Tim Curtis: Yeah, that is the story, right? That is the evolution, the evolution of a consultant. You start out in one area, then it sort of evolves to another area and it evolves to needing to bring others in.

Jen Swanson: Product market fit, baby. That's what it's all about. Right?

Tim Curtis: That's what it's all about. Absolutely. Well, I know [00:05:00] Tuckpoint Advisory, one of the major focuses is that digital transformation, helping organizations go through that digital transformation. Digital transformation is sort of a word like contemporary. It means something a little different to everybody. Your contemporary and my contemporary would be two different styles, right?

Jen Swanson: Sure.

Tim Curtis: So, digital transformation is kind of like that. Why don't you maybe give us a little definition or describe digital transformation in your eyes?

Jen Swanson: Sure. So, for me, when I talk with companies who are going through digital transformation, my definition is companies who are trying to leverage technology in every corner of their business.

It's so much more than, Hey, we need a website, right? That was digital transformation circa probably 1990, back in the day. Although let's be honest, there's still plenty of companies that are going through that digital transformation today. It's funny, but it's not because it's true. And that's okay because we got to meet people where they're at.

But the reality is, is that digital transformation [00:06:00] has huge implications for operations, for supply chain, for service delivery. You know, the story I tell is like, let's imagine the most offline business you can imagine, right? So, let's imagine a masonry company. They're going to come out and they are gonna lay your brick patio.

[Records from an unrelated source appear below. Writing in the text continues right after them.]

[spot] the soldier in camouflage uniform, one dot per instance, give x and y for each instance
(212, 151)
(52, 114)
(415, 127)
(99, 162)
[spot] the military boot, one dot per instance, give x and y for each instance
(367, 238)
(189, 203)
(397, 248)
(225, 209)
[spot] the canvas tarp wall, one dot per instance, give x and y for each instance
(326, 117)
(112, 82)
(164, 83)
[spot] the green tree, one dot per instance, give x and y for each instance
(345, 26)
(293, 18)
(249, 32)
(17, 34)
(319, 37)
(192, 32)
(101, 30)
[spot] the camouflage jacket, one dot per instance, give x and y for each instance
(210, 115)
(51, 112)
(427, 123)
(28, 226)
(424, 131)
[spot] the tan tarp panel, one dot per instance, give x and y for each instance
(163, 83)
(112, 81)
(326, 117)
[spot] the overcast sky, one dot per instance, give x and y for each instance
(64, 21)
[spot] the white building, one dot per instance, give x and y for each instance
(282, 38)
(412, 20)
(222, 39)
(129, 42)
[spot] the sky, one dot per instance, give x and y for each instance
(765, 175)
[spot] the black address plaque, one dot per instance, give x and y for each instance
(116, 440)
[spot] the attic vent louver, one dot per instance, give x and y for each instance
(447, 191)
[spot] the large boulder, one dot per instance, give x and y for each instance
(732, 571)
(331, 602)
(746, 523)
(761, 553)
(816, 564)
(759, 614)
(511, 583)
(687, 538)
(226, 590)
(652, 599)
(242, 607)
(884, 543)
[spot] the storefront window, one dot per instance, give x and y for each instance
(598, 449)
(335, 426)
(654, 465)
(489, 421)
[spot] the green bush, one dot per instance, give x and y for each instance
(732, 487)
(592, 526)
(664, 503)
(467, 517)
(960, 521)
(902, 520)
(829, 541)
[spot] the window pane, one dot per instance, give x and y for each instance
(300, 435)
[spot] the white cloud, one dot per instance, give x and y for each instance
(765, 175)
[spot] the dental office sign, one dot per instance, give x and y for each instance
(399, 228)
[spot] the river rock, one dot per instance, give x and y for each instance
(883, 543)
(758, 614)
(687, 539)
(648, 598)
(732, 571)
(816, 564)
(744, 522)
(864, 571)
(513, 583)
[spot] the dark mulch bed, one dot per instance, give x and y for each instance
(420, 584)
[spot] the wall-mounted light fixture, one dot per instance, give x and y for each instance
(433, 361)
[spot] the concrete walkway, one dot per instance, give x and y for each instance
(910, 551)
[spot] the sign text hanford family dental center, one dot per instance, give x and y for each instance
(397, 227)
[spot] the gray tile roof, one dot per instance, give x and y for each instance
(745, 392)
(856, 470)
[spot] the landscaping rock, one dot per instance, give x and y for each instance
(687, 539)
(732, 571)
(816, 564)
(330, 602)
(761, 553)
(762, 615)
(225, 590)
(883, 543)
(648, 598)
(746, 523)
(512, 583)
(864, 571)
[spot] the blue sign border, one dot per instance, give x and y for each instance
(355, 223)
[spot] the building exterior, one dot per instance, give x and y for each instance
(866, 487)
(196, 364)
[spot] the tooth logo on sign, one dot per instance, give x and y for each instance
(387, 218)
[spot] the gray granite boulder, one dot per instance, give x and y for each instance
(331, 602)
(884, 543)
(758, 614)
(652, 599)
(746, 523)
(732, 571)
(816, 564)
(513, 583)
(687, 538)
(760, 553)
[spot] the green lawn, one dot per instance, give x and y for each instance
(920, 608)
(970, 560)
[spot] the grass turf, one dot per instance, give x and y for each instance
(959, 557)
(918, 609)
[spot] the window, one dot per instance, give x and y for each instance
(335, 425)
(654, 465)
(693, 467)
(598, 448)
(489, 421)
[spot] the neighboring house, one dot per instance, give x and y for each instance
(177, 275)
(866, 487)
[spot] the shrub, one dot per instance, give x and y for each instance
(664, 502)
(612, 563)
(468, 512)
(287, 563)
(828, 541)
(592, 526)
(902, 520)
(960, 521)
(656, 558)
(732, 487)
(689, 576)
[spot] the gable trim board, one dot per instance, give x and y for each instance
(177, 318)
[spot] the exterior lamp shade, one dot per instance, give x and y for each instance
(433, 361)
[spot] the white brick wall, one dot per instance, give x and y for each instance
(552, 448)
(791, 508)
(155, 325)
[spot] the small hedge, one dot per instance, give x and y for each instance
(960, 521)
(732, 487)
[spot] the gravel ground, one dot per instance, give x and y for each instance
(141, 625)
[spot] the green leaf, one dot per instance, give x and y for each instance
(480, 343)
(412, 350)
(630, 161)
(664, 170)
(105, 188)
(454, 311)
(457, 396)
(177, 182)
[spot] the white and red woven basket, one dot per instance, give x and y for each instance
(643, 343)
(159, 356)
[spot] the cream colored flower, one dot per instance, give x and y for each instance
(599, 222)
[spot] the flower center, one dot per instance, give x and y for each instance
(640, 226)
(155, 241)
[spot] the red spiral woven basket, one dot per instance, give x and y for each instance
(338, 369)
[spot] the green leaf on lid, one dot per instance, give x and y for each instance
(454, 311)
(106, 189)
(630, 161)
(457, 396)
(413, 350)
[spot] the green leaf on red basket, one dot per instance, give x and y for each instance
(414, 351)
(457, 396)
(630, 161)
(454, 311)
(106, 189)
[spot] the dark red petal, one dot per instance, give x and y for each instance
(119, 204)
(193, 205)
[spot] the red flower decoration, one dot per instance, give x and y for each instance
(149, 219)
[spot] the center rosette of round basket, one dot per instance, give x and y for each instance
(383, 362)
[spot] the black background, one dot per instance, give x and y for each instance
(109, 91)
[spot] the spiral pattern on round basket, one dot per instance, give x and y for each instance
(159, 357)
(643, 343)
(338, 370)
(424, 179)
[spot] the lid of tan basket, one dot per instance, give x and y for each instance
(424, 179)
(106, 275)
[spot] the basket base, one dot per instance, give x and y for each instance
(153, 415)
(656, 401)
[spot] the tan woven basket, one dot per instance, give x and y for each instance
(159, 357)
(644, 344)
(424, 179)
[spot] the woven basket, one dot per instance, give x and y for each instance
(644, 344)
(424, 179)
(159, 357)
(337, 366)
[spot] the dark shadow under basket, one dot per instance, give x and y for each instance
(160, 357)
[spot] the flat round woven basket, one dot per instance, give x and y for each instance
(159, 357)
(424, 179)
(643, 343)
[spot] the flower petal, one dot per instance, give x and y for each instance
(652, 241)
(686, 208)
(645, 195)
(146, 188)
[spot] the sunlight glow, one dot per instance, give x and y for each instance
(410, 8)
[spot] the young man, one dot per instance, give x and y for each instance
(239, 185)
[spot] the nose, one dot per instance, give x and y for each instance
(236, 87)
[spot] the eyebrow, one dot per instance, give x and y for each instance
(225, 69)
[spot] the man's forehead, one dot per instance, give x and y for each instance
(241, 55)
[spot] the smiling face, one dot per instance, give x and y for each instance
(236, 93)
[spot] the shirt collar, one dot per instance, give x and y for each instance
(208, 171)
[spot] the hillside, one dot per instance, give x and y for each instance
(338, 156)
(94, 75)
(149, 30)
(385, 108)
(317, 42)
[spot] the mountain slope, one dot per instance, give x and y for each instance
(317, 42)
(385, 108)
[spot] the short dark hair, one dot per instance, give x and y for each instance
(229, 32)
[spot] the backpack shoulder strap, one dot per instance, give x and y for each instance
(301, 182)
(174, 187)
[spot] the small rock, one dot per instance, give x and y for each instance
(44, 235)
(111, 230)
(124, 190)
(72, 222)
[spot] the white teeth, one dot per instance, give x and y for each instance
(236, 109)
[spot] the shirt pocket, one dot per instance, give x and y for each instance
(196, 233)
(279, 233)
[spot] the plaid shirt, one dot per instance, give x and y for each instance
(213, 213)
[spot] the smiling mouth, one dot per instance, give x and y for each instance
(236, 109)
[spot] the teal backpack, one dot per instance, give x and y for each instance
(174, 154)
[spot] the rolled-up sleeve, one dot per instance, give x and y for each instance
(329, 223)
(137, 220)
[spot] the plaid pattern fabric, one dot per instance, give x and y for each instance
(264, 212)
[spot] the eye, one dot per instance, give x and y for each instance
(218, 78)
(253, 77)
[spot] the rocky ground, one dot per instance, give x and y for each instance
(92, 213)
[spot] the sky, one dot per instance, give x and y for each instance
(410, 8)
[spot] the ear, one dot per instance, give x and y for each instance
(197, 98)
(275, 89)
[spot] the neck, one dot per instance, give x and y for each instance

That is hands-on manual labor.

Except for the fact that they have to exist in a digital world to order their supplies, and they have to exist in a digital world to manage their workforce, and they have to exist in a digital world to schedule jobs with clients and to sell to customers and to get paid by customers, and to manage all of that work.

So, as much as you'd like to say, Oh, they're just a masonry company. They have to exist in a digital world and they are subject to the forces of digital transformation, as much as Netflix or Google or whatever business you [00:07:00] want to bring to me as being, you know, quote-unquote, digitally boring. So, that idea of digital transformation permeating the entire business end-to-end. That's how I think about it.

You know, when I go in and talk to clients, typically they will talk about the pressures of competing in an experienced economy, right? Their customers, their clients, whether they are B2B or B2C, have these constantly evolving digital expectations. That's really important. But you know what they're not talking about is what their employees are expecting, right? What's happening inside their four walls?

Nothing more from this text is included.